Those people were absolutely right. What the Rock and Roll marathon lacked in inspiration, the MCM made up for in spades.
Because the marathon course runs about a mile from my home, there were a lot of people out cheering who knew me, which is just a huge boost (including Connor and Ed, who came with a sign for me). Also a huge boost on the course was knowing that the women I train with were either running the race or cheering for the race - including one mom who is going to give birth in a few weeks! Pretty much every time I thought that today was not my day, I saw a friend who was screaming like crazy - and I am not a person who can stop running with that kind of pressure. They were sprinkled throughout the course up to mile 22, and at that point - might as well finish, right?
The race started out exactly as I had hoped. I pulled back, in order to save energy for the later stages of the race. I ran the first half of the marathon exactly as I wanted. But at mile 3, I got a blister (something that has never happened in a training run) and by the midpoint of the marathon, I was feeling it. Luckily, it was between my little toes, so at least I wasn't pushing off the blister for every step. It also rained at the start and during the race, after a weather report that showed the rain had cleared. That was disappointing, because I didn't wear my trail shoes (which I wear in crap conditions because they let the water drain out better than my other shoes and they grip the street better). I was debating which shoes to wear up until the point we left to line-up, and ultimately chose wrong. Lesson learned.
Mile 17 was hard, made harder when I passed one of my training partners who is absolutely a stronger runner than I am. Something happened with her knee and though she still finished at 4:12, she could've gone 3:40 if she hadn't run into troubles. Her husband was there, and I had nothing to offer as I was struggling myself.
Mile 20 in MCM is soul crushing. It is the point when you cross 14th Street bridge - and that bridge is the longest, loneliest passage back into Virginia that exists. The few times I have run it during training runs, I pretty much just put my head down and try to get over that thing with my soul intact. On MCM day, it's worse. People are cramping up all over, puking on the side, making choices about whether to continue or not. A very good running friend had passed along the advice that when I made it to the bridge, put my head down, focus inward, pick a line - and run it. I did all of those things, but still people were dropping right in front of me and that is hard to watch.
Crystal City is a huge boost. I spent a few months running in Crystal City last winter on Monday morning, and that proved super useful. I knew the roads and knew how flat they were. Plus, a woman I met at that time actually found me on the race at mile 22 and screamed her head off for me.

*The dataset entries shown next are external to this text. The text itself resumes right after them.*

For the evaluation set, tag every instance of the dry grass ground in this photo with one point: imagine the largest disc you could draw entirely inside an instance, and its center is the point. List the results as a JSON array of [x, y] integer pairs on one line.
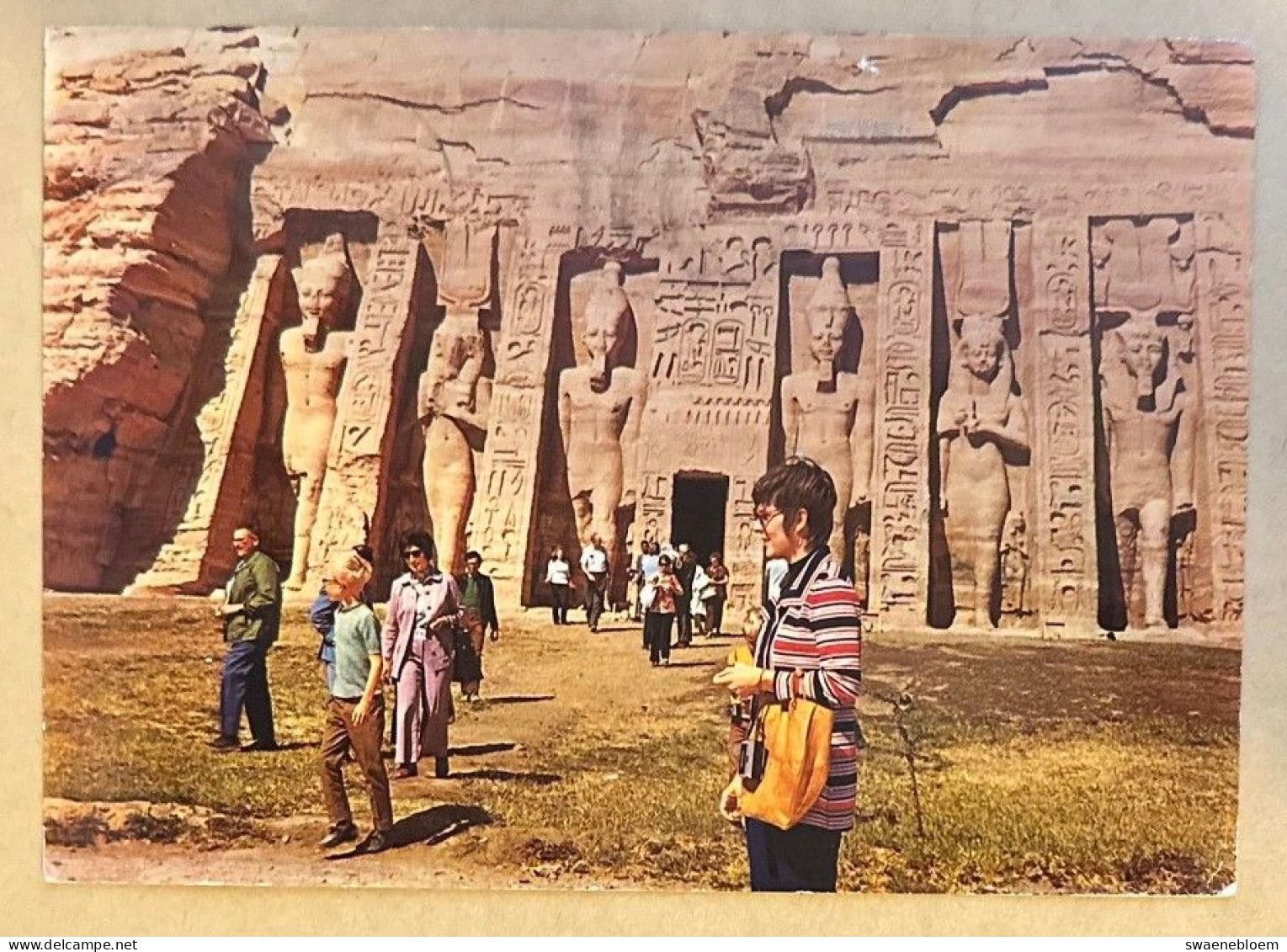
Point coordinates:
[[1007, 766]]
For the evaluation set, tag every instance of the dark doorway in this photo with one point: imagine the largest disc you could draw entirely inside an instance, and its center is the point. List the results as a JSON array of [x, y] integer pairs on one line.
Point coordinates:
[[698, 513]]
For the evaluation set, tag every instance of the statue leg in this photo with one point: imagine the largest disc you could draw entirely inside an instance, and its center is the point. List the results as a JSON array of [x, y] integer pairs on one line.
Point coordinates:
[[583, 513], [449, 488], [1155, 525], [1128, 535], [986, 556], [308, 496]]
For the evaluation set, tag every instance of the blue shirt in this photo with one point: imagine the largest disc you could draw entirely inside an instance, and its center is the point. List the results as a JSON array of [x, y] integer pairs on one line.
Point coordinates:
[[357, 638]]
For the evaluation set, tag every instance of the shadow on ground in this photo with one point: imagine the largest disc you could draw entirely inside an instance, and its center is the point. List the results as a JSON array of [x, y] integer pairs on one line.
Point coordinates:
[[431, 826]]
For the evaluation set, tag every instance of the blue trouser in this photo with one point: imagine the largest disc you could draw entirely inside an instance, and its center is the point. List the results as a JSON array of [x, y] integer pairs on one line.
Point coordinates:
[[245, 684], [790, 861]]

Earlier in the race, she had actually jumped in and run me through two miles when I wasn't sure I was going to keep going.
My super-stretch crazy goal was 3:45. My "if everything goes right goal" was 3:50. And my "I will absolutely not cross the line later than this goal" was 4:00. I came in with a 3:55, which is exactly what I thought I would get, as soon as the rain came and the blisters sprouted. When I looked at my watch at mile 20, I knew I could own a 4:00 - as long as I didn't get too distracted.
I carried 55 ounces of Tailwind on my back with seven scoops of powder in it, which means I successfully consumed 700 calories during the race. I had estimated I could take in 600 calories in 50 ounces of liquid. I drank a bit much up front because I was feeling so good, which meant I had to walk through two water stations towards the end of the race, trying not to waterboard myself as I gulped Gatorade from the little cups amazing volunteers were handing out. I also dumped two small cups of water down my front because once the rain stopped, it was heating up and I needed a bit of a refresh. I will carry more liquid the next time I run a marathon.
A big accomplishment in this run is not letting my stride fall apart once I got tired. Typically, when I start to slow down, I over-stride, and land on my heel. As a result of this, I have a nagging point in my rear end that starts to hurt, and someday, whatever is getting pulled in the wrong direction is going to break - and that's going to hurt a lot. But today? I didn't do that, I don't have even a twinge of pain in the typical spot. I've been working a lot on that, so I'm glad that work has paid off.
This is THE marathon to run, as far as I am concerned, particularly if you call this area your home town. I can't wait to get the official race photos, because for the first photos, I smiled. For the last photos, I didn't change the expression on my face at all - I wanted to see what I looked like, because I know how I felt.
Now... to decide if I can knock another 10 minutes off before next year and make it my BQ!